Это продолжалось недолго. Трюмы опустели. Они не были бездонными, как могло показаться это экипажу немецкой подводной лодки, лежащей на дне в ожидании, когда же русские уйдут.
В каюту вернулся Крамцов.
— Как самочувствие?
— Лучше не бывает.
— Это вы хватили. Мы возвращаемся на базу. Надо запасы глубинных бомб пополнить. На берегу вас будут ждать. Я сообщил по рации. Из эскадры за вами пришлют авто.
— Спасибо.
Капитан-лейтенант вернулся обратно в море, когда уже спустилась ночь. Границу между водой и небесами обозначали серебристые отблески Луны, которые, отражаясь на волнах, мерцали будто чешуя рыб. Они плескались на волнах и не знали покоя. Их еще не оглушили глубинными бомбами. Недолго осталось ждать.

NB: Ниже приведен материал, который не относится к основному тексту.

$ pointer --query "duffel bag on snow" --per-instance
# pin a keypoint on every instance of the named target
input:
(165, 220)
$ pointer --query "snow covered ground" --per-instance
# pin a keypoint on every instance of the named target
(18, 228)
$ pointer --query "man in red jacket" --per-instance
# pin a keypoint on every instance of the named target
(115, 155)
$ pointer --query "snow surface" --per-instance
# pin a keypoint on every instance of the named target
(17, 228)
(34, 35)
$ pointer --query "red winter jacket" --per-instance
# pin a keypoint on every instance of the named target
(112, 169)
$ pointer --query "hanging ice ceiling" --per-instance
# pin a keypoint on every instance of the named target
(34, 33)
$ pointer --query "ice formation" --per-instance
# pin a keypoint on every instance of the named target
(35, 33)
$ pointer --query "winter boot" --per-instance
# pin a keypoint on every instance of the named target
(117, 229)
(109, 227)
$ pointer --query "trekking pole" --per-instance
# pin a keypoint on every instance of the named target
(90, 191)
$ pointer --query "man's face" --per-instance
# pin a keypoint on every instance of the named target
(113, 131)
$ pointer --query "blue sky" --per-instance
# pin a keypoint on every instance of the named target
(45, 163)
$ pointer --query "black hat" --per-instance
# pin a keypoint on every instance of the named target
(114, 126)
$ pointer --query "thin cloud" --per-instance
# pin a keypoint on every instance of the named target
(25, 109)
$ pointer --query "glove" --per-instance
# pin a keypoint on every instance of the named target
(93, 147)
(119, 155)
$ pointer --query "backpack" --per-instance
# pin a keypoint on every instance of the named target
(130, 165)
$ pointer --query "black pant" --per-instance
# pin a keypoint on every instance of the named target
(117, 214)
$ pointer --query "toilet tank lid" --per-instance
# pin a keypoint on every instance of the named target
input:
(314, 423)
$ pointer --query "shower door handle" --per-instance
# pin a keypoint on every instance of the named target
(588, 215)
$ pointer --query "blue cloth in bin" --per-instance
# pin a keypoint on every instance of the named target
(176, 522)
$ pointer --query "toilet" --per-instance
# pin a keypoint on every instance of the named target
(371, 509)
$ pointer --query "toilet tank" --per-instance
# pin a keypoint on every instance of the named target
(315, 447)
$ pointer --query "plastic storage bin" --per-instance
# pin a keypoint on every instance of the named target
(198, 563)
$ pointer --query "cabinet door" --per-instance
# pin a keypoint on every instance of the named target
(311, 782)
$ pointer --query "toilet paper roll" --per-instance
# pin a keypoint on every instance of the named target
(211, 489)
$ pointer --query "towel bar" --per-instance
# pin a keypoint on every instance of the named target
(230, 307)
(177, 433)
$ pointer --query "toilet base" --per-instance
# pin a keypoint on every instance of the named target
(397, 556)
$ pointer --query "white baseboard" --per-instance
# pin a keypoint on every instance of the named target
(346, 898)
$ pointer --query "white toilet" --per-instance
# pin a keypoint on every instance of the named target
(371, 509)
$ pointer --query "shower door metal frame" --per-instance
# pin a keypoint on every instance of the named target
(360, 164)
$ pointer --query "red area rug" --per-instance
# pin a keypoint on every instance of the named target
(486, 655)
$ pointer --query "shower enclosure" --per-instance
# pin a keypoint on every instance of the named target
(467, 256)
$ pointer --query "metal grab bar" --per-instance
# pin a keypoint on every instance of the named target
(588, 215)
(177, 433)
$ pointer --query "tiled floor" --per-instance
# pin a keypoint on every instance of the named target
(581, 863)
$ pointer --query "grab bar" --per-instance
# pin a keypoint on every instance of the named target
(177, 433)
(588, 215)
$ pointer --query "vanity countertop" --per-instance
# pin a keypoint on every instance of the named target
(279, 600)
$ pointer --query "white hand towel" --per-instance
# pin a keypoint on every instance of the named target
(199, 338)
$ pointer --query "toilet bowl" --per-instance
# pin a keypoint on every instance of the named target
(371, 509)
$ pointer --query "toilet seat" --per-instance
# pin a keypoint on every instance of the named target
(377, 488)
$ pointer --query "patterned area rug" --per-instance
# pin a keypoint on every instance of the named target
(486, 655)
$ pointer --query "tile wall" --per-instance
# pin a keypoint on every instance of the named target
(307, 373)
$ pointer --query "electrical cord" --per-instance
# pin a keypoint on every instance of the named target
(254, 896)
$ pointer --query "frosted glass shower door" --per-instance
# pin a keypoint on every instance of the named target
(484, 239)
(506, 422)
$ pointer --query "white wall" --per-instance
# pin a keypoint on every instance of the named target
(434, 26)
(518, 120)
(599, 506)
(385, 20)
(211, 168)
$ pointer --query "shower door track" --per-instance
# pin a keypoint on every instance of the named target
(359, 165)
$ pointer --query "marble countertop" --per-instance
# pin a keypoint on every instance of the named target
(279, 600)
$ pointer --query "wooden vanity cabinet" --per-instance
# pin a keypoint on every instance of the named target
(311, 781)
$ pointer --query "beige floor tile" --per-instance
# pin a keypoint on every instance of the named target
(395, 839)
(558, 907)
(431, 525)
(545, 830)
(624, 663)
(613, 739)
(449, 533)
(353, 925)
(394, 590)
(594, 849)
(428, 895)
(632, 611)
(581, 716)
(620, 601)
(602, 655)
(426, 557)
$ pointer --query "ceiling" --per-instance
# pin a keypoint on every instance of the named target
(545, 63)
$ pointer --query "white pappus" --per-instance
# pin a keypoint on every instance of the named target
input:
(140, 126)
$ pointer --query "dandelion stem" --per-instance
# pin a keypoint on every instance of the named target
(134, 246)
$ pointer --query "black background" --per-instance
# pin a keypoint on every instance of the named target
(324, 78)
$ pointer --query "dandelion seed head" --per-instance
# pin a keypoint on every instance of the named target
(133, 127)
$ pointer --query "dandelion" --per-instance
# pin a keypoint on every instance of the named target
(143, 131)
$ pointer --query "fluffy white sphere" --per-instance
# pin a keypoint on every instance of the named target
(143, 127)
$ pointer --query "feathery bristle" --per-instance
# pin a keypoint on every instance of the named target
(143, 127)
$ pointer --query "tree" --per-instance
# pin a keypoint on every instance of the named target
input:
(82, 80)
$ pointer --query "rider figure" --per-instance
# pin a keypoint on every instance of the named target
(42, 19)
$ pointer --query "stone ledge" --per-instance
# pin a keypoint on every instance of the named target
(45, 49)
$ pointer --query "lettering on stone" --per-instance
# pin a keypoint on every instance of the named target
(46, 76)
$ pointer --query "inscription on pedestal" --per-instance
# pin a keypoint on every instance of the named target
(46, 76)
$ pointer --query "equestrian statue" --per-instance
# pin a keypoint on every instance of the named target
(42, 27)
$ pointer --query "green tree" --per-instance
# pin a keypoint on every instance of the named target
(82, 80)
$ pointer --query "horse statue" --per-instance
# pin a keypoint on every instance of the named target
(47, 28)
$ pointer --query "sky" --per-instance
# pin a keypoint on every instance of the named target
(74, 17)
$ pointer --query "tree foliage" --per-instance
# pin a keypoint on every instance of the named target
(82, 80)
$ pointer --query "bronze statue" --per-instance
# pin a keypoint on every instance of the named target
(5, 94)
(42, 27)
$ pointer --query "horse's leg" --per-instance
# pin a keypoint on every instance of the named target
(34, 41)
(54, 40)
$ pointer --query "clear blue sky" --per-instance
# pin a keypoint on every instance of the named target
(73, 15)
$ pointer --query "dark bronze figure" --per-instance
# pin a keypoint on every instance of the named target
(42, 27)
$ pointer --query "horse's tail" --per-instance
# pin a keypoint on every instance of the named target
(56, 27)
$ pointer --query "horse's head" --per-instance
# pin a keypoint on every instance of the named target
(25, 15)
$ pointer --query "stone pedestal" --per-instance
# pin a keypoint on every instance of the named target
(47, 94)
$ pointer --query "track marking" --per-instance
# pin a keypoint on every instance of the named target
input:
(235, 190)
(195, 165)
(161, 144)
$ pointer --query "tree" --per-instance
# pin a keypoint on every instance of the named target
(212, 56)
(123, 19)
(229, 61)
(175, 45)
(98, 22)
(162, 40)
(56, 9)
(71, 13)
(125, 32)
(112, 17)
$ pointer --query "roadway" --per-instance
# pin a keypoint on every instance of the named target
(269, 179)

Ночь — хорошее время для ловли.
Но Крамцов вытряхнул в море почти все свои запасы, прежде чем добился-таки, чтобы среди оглушенных рыб появилось еще и маслянистое пятно от потопленной подводной лодки.
1
Александр Шешель сидел в углу кондитерской лицом к входной двери. За те несколько минут, что он был здесь, она открылась лишь однажды, выпуская на улицу тучного посетителя, весь внешний вид которого выдавал любителя сладостей.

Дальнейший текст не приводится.